Newroz: In March the Kurdish spring festival Newroz was banned in Istanbul and Malatya on the grounds that the non-Turkish letter " w " was used in the publicity materials; but for the first time in years the festival was allowed in Diyarbakir. Token concessions are being made by the regime to impress the EU, while the reality of exile and oppression continues for the vast majority of ordinary Kurds and others. Martial law remains in force in the Kurdish regions and arbitrary arrests continue; recently of HADEP (Kurdish Party) leaders and of three elected mayors (all subsequently released).

Akin Birdal imprisoned again (March 29): Former Human Rights Association President Akin Birdal has been re-imprisoned, an application to postpone his prison sentence due to deteriorating health having been refused. Birdal was first imprisoned in June 1999 under a one-year sentence for having referred to Kurdistan on World Peace Day three years earlier.

Harassment of human rights lawyers: The Lawyers Rights Centre (CHD) reports (April 6) that 80 lawyers have complained to them about harassment from the authorities. while carrying out their duties in defence of their clients. They have been charged with arbitrary offences such as "insulting the judges" and "resisting the security forces". Lawyers have also been attacked by security forces (35 lawyers), arbitrarily summoned to court (7) and attacked by relatives of the other party in the case (4).

Students attacked by fascists and police: 81 students suffered arrest and/or injury at the hands of members of the Nationalist Action Party (MHP) and the police when fascists met at Ankara University in commemoration of Alparslan Turkes (former MHP leader). One student, Selma Simsek, remains in intensive care, while another, Gorkem Papuccuoglu, has received serious eye damage. (April 6, 2000)

Attack on children in prison: Ten children aged 11-15 in prison in Adana were attacked in their cell after requesting a TV. The 24 children in the prison are there only because their mothers are serving sentences. They have no access to education.

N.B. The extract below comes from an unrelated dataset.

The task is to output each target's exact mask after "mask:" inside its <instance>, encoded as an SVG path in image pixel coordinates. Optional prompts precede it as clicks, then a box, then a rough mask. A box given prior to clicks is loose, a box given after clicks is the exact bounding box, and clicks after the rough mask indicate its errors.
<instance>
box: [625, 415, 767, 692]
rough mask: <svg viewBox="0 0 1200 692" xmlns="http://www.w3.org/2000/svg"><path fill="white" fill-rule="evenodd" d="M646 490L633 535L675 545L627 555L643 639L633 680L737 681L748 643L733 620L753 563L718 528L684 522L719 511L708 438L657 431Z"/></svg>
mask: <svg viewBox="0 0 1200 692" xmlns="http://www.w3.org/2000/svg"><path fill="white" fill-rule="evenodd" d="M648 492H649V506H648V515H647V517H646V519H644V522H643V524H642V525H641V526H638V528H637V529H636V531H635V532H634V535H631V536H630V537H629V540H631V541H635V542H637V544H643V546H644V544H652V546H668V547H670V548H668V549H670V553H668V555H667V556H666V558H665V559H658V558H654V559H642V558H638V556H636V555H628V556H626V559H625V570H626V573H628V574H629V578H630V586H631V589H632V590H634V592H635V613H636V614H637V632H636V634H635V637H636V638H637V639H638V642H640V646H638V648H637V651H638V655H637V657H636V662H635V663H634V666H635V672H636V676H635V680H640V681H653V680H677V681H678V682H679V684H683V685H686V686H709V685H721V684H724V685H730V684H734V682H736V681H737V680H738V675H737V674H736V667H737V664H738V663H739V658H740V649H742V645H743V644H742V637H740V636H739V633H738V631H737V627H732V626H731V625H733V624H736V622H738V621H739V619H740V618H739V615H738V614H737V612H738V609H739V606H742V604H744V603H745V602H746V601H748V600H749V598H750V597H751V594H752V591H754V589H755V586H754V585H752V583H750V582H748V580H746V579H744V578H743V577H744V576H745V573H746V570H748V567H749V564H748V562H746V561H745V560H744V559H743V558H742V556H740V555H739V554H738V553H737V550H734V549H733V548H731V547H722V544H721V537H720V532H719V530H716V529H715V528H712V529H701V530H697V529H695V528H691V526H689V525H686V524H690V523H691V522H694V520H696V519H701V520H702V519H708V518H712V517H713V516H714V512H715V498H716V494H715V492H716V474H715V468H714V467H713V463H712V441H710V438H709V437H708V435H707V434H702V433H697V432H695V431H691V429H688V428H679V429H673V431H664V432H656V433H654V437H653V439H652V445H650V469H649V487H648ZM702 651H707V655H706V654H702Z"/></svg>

Privatisation: Aiming to meet the "adjustment criteria" for the EU and the demands of the IMF and the World Bank, privatisation continues apace in Turkey. The oil company POAS was privatised in March, with eight public companies to follow in April. Privatisation will include the railways, public banks, the energy and telecom sectors, petro-chemicals and major food industries. Government subsidies for agriculture will be cut. The insurance and health departments in the Institution for Social Security will also be privatised. Twenty-two thousand workers are expected to lose their jobs in the first stages of privatisation. Denied the right to work, most will not have access to benefits. On March 2, 4,000 POAS workers in Izmir protested, as did thousands of rail workers from March 22-29. Workers' demands are against privatisation, MAI, privileged retirement plans for MPs, and for jobs, welfare rights and better working conditions.

Attacks on labour rights: The government is planning to revise over 200 articles of labour legislation. The aim is to weaken organised labour in preparation for privatisation by introducing individual contracts and undermining collective bargaining and the right to strike.

Trade unionist supporters attacked: On March 8, hundreds gathered at a cemetery in Istanbul in remembrance of Suleyman Yeter, the trade unionist tortured to death in custody last year. Hundreds including women and children were injured in a police attack and almost 200 hundred were detained.